Osteosarcoma is the most frequent bone tumor, characterized by a high metastatic potential. However, the crosstalk between chemokine (C-C motif) ligand 3 (CCL3), which facilitates tumor progression and metastasis. Vascular endothelial growth factor-A (VEGF-A), an angiogenesis inducer and a highly specific mitogen for endothelial cells, has not been well explored in human osteosarcoma. Here we demonstrate the correlation of CCL3 and VEGF-A expressions, quantified by immunohistochemistry, with the tumor stage of human osteosarcoma tissues. Furthermore, CCL3 promotes VEGF-A expression in human osteosarcoma cells that subsequently induces human endothelial progenitor cell (EPC) migration and tube formation. Phosphorylation of JNK, ERK, and p38 was found after CCL3 stimulation.
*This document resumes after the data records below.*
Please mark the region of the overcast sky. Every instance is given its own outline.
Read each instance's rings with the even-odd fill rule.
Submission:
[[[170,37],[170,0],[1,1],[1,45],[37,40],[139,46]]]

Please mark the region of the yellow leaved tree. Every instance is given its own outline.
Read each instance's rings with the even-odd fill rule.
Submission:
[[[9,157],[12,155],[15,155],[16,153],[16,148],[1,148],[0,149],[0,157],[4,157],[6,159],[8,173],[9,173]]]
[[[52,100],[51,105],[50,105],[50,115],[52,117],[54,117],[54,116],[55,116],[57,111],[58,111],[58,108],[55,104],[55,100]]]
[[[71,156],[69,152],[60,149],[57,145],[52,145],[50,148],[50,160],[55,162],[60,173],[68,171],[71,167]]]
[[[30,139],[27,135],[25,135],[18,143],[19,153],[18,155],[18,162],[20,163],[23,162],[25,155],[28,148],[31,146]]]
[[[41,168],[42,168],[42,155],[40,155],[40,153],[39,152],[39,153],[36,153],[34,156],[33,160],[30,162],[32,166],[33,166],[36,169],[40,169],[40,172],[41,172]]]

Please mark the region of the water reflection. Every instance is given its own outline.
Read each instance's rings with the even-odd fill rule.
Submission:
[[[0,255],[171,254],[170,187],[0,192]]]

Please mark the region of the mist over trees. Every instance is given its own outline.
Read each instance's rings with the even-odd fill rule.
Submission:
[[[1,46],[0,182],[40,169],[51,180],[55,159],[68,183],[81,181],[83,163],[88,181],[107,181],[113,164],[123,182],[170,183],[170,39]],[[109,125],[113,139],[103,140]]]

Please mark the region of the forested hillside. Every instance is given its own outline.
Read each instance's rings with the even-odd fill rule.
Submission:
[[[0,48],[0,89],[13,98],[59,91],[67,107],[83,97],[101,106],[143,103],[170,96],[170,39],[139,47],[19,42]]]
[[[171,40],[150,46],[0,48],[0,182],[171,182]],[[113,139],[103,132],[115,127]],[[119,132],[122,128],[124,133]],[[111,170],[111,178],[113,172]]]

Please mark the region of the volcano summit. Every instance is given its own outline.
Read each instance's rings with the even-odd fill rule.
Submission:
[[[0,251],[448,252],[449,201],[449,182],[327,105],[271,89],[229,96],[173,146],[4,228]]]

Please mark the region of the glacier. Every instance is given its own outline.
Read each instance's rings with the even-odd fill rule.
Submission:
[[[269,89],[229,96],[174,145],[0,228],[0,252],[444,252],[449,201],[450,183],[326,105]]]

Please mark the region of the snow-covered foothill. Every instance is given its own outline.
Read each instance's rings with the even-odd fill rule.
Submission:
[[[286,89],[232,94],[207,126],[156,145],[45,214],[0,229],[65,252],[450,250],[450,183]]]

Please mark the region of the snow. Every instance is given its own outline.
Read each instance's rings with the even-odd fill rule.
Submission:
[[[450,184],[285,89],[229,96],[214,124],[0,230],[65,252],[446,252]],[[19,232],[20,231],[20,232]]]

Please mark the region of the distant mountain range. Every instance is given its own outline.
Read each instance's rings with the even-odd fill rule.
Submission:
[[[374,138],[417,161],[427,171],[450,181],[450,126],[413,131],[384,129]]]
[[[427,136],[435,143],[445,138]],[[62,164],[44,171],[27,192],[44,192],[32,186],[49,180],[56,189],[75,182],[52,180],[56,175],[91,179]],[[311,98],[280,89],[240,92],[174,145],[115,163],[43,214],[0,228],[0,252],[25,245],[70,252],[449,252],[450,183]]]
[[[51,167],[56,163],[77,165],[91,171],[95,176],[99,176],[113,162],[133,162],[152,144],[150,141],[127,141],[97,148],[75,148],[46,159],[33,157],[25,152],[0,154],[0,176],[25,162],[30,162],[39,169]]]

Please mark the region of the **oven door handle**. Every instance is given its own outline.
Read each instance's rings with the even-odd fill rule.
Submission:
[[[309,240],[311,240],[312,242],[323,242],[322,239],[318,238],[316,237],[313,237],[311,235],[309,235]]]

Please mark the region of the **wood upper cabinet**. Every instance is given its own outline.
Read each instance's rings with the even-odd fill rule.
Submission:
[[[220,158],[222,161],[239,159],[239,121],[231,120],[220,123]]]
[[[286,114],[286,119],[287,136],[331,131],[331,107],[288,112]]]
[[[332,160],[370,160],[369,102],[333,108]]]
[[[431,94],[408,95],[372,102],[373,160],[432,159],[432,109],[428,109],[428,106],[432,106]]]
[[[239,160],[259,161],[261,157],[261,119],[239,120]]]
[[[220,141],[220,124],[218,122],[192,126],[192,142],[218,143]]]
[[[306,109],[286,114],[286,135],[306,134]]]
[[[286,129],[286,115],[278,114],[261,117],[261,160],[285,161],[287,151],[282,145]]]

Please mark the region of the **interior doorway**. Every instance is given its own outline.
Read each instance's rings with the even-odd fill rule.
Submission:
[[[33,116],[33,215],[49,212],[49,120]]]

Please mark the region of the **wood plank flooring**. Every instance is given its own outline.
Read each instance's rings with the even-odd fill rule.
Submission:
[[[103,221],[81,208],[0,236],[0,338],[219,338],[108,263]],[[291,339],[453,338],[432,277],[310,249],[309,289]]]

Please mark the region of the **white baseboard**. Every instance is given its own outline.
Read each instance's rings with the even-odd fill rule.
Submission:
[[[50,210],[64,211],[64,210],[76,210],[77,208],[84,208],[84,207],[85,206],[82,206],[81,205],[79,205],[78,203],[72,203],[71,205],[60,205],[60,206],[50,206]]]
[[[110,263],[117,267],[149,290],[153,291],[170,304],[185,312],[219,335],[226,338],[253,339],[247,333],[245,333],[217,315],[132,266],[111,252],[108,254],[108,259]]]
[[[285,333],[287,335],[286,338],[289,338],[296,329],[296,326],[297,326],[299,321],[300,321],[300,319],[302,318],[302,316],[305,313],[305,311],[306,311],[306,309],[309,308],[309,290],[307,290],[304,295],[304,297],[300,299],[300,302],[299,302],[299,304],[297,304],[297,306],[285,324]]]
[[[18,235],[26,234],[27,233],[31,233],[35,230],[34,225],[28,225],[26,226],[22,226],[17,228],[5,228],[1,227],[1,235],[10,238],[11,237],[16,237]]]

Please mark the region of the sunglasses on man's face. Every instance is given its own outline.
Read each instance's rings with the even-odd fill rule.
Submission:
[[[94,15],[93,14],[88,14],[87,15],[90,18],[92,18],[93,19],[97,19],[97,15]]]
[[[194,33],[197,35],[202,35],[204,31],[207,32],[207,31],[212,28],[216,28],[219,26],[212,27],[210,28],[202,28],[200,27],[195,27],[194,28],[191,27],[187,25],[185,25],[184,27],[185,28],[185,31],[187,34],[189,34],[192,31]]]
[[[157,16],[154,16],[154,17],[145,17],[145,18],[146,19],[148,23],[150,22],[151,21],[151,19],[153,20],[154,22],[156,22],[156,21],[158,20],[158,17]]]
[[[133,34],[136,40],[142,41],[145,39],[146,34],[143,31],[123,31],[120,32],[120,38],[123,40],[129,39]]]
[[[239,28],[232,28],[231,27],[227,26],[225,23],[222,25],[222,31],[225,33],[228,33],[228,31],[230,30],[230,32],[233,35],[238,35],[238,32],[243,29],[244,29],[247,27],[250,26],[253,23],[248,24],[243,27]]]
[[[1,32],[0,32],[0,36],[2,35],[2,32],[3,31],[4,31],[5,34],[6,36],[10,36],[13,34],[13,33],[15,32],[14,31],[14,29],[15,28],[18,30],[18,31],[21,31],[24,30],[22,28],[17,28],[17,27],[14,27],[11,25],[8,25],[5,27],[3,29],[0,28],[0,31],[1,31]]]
In addition, JNK, ERK, and p38 inhibitors also abolished CCL3-induced VEGF-A expression and angiogenesis. We noted that CCL3 reduces the expression of miR-374b and miR-374b mimic by reversing CCL3-promoted VEGF-A expression and angiogenesis in vitro and in vivo. This study shows that CCL3 promotes VEGF-A expression and angiogenesis in human osteosarcoma cells by down-regulating miR-374b expression via JNK, ERK, and p38 signaling pathways. Thus, CCL3 may be a new molecular therapeutic target in osteosarcoma angiogenesis and metastasis.